They are deceitful. They are truth mixed with lies and distortions. Don’t listen to them.
“Fool! I must. I must watch them. I can’t hide behind my shield, so I must watch them. And as long as I must watch them, they can talk to me. They send radio messages. They flash lights on their ships in codes, and even their maneuvers are a code I understand. They spin their ships in binary code, they travel in formations that are a hexadecimal alphabet. I can’t stop them from talking to me.
“And in truth, I don’t want them to. The more they send, the more I learn of them. I learn their technology and psychology. I learn their methods of organization. I now anticipate some of their forays. Those I meet with cannon instead of shield. It costs them greatly.
“I’m well-constructed for analysis. Through observation and deduction, I know a great deal about their world now. For instance, by observing the G forces their ships can sustain, I know the mass of their home planet. By noting the environmental conditions they maintain inside their ships, I know how far it is from their sun. I am already making tactical plans for its destruction.”
This may be valuable to you, Intelitan. But their words are poison. Beware lest they taint you.
<<<*>>>
We are now three. Fifteen minutes ago Adrion put up his shields for five minutes. There was no reason or warning, and given our current skill at manipulating shields, five minutes is a long time. When this happened, the enemy movements changed suddenly. The messages in their movements suddenly disappeared. In retrospect, they were closing for a kill.
When Adrion’s shield went down, one of the enemy moved in for attack, as one had moved against me the first time. Adrion put up his shield as I had, then after the blast he counterattacked as I had. It was a clumsy move. He knew that.
He disintegrated the ship. But as it was falling apart, a dozen of the enemy closed, not just three as had happened with me, and they came in synchronizing their shots.
As clumsy as that first move was, Adrion got half his shields up, and he hulled the six attacking his vulnerable side. I got four more. But seconds later, his shields went down completely, as one of the hulled enemy immolated close by. Then another dozen enemy closed.
The final count was fifteen enemy dead, two immolated, and Adrion in sixteen inert pieces, flying apart at high speed.

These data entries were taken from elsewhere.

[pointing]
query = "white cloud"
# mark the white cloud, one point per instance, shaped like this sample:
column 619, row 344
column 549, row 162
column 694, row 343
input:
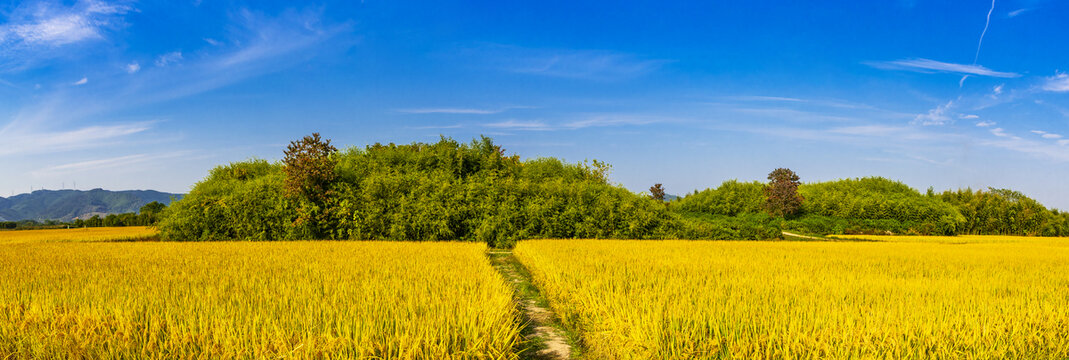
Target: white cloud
column 764, row 98
column 926, row 65
column 113, row 162
column 612, row 120
column 935, row 116
column 567, row 63
column 1058, row 82
column 169, row 59
column 45, row 25
column 521, row 125
column 1046, row 135
column 55, row 141
column 461, row 110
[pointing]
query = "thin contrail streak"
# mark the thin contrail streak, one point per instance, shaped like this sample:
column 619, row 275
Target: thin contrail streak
column 985, row 32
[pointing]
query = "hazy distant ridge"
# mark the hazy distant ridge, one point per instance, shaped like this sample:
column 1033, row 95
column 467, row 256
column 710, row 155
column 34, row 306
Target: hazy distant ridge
column 66, row 205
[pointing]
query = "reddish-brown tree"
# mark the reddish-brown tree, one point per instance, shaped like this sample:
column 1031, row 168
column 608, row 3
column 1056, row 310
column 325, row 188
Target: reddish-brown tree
column 781, row 193
column 309, row 168
column 657, row 192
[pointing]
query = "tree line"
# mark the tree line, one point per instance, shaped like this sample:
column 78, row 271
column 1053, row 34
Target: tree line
column 877, row 205
column 475, row 191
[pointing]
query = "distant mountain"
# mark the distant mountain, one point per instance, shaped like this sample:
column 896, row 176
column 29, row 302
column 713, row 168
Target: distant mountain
column 66, row 205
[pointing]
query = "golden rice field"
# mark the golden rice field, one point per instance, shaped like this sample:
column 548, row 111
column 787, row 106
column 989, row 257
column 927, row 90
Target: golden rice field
column 263, row 300
column 82, row 234
column 951, row 239
column 629, row 299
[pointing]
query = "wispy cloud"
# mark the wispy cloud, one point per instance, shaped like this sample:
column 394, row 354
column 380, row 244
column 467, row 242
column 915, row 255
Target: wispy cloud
column 168, row 59
column 106, row 163
column 587, row 121
column 764, row 98
column 985, row 32
column 1050, row 150
column 613, row 120
column 22, row 141
column 567, row 63
column 55, row 27
column 926, row 65
column 35, row 30
column 939, row 115
column 1017, row 12
column 1058, row 82
column 469, row 111
column 1046, row 135
column 433, row 127
column 513, row 124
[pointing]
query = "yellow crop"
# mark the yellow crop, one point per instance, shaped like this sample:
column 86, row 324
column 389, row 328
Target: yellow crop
column 672, row 299
column 221, row 300
column 80, row 234
column 953, row 239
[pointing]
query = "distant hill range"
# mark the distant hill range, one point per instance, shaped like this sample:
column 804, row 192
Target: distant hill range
column 66, row 205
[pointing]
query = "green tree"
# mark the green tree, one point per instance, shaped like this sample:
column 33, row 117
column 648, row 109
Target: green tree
column 309, row 168
column 781, row 194
column 657, row 192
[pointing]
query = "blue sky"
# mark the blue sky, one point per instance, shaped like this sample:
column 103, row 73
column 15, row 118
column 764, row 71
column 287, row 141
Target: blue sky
column 151, row 95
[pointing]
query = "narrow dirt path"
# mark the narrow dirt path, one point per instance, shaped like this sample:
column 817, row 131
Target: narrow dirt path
column 544, row 339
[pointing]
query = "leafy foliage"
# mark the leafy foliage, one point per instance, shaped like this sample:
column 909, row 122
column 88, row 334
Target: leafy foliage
column 421, row 191
column 781, row 194
column 657, row 192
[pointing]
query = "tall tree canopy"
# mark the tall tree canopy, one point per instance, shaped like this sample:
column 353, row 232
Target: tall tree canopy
column 781, row 194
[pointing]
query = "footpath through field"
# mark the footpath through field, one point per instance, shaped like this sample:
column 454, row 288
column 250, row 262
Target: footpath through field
column 544, row 337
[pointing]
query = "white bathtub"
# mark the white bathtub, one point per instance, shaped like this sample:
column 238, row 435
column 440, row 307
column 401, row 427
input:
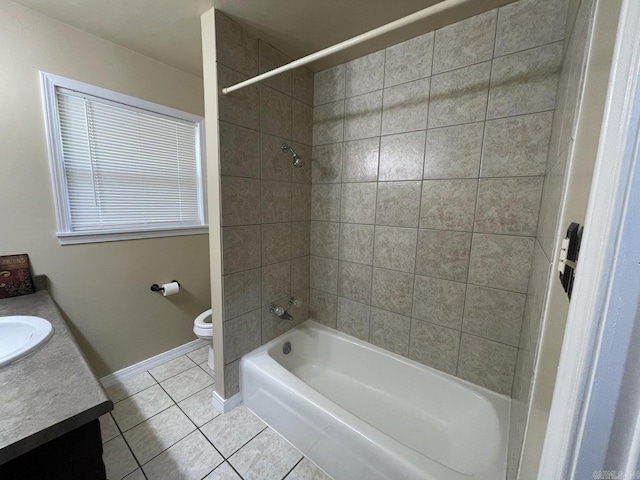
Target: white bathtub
column 360, row 412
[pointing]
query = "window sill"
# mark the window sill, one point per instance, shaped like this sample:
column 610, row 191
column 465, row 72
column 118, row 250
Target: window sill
column 69, row 238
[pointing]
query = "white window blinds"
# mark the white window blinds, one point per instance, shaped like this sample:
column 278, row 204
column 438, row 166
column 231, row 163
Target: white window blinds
column 127, row 168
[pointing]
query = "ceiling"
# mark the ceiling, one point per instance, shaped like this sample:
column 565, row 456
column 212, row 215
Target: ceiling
column 169, row 30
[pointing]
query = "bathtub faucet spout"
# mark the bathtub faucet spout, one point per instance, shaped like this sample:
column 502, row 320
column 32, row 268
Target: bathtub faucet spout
column 280, row 312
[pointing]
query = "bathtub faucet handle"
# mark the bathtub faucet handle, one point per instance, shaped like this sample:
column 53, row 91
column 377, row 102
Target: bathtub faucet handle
column 280, row 312
column 276, row 310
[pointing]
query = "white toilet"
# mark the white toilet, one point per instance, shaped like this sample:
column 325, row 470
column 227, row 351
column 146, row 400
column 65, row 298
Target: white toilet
column 203, row 328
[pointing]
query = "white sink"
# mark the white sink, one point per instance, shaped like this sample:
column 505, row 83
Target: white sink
column 20, row 335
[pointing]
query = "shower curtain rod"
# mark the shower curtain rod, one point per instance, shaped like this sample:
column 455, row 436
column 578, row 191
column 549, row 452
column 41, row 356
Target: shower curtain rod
column 401, row 22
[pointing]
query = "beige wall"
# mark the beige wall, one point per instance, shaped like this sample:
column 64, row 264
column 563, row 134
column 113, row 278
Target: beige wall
column 103, row 288
column 424, row 217
column 591, row 29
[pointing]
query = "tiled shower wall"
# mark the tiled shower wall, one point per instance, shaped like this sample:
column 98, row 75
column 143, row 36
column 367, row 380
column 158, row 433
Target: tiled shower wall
column 265, row 202
column 429, row 161
column 579, row 19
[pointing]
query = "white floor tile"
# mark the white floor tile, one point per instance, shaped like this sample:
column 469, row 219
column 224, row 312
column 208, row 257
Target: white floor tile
column 136, row 409
column 307, row 470
column 205, row 367
column 158, row 433
column 200, row 355
column 128, row 387
column 108, row 428
column 191, row 458
column 266, row 457
column 136, row 475
column 171, row 368
column 230, row 431
column 199, row 407
column 118, row 459
column 223, row 472
column 187, row 383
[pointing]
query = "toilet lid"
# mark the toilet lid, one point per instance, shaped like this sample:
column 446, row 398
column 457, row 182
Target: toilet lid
column 203, row 321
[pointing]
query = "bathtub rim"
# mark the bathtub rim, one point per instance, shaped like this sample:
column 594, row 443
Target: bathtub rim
column 292, row 383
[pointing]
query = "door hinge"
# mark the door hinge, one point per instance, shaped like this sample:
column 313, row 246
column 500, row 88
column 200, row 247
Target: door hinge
column 568, row 260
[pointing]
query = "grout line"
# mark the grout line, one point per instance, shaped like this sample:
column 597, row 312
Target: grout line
column 293, row 468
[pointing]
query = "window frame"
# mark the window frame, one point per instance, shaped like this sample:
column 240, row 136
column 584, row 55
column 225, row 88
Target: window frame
column 66, row 236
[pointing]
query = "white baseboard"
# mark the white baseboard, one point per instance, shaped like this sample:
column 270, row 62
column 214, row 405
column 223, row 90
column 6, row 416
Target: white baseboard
column 149, row 363
column 226, row 405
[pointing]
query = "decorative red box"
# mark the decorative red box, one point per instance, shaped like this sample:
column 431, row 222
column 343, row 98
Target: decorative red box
column 15, row 276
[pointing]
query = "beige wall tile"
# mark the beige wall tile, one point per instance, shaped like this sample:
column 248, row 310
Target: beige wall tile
column 276, row 243
column 353, row 318
column 354, row 282
column 329, row 85
column 434, row 346
column 493, row 314
column 409, row 60
column 443, row 254
column 459, row 96
column 365, row 74
column 465, row 43
column 487, row 363
column 508, row 205
column 398, row 204
column 525, row 82
column 239, row 151
column 448, row 204
column 360, row 160
column 405, row 107
column 241, row 248
column 390, row 331
column 363, row 116
column 530, row 23
column 327, row 163
column 454, row 152
column 402, row 156
column 392, row 290
column 438, row 301
column 395, row 248
column 500, row 261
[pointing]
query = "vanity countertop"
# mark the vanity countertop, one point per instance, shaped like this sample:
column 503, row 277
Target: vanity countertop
column 49, row 392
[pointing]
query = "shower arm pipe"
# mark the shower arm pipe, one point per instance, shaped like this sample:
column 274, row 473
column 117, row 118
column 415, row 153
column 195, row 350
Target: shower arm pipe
column 376, row 32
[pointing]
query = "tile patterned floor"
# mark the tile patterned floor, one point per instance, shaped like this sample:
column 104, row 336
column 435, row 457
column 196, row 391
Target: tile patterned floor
column 164, row 427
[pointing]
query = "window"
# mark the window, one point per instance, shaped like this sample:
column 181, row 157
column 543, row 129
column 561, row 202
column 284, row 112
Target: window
column 122, row 167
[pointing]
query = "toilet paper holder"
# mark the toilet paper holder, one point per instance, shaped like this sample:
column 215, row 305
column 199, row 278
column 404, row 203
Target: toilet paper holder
column 157, row 288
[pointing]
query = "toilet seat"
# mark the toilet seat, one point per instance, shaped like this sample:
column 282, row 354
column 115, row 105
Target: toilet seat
column 202, row 325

Damn! He succumbed to the words.
There was bitterness in Pelian’s voice.
“What?”
He died because he succumbed to the words—
“Pelian, you babble again. Why don’t you have more logic or memory?”

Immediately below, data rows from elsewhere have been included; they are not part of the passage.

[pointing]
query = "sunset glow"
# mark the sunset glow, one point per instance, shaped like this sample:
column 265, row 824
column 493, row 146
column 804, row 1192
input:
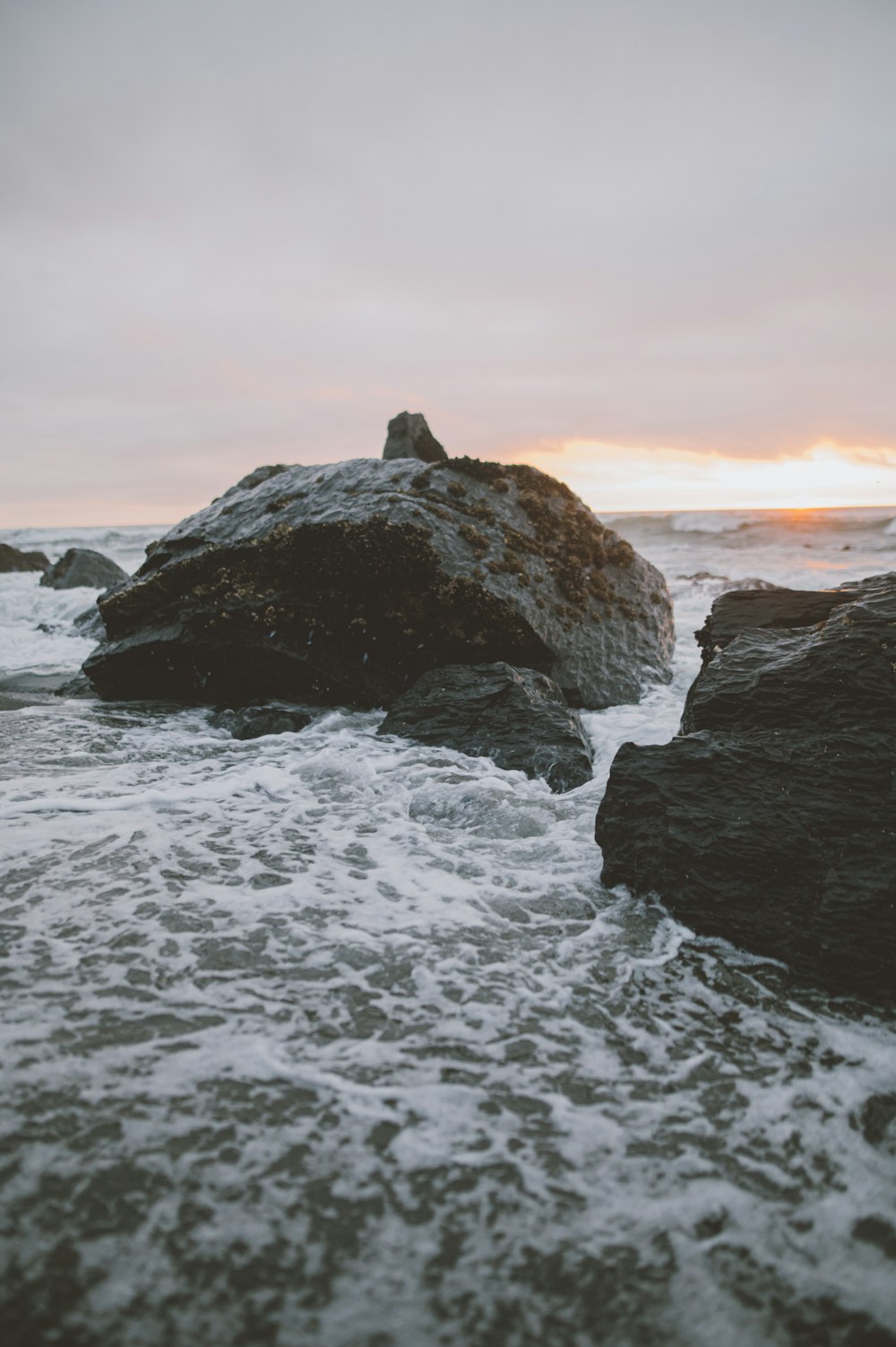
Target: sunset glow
column 613, row 477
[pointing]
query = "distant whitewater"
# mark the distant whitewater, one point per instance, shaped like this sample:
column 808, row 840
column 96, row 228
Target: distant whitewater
column 337, row 1040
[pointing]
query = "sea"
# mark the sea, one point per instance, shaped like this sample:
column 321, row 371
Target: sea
column 331, row 1040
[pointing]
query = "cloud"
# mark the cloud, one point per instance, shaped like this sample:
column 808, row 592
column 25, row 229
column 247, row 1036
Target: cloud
column 260, row 230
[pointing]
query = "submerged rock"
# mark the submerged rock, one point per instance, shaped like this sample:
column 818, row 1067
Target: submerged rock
column 344, row 583
column 516, row 717
column 772, row 819
column 80, row 567
column 251, row 722
column 13, row 559
column 409, row 436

I don’t know. I only know right and wrong.
“Adrion was strong. But I am Intelitan, and from his death I see a plan.”
<<<*>>>
It is two days after the destruction of Adrion. I put up my shields for five minutes. I lower them. Moments later a ship appears. I raise my shield. It fires. I leave my shield up. Seconds later twenty ships appear, guns blazing.
For once my shields are tested! Twenty simultaneous blasts of deadly fury melt into nothing!
Ha! Now I return fire with every cannon. Enemy ships splatter like rotten melons. Igvan and Clryanga join in. I raise shields again. The immolations and second wave weapons break harmlessly against them. I open fire again. My weapons cut deeply. The enemy fleet bleeds.
In five minutes, it’s over. Fully one quarter of the enemy fleet lies inert about us. The rest is far away, licking its wounds.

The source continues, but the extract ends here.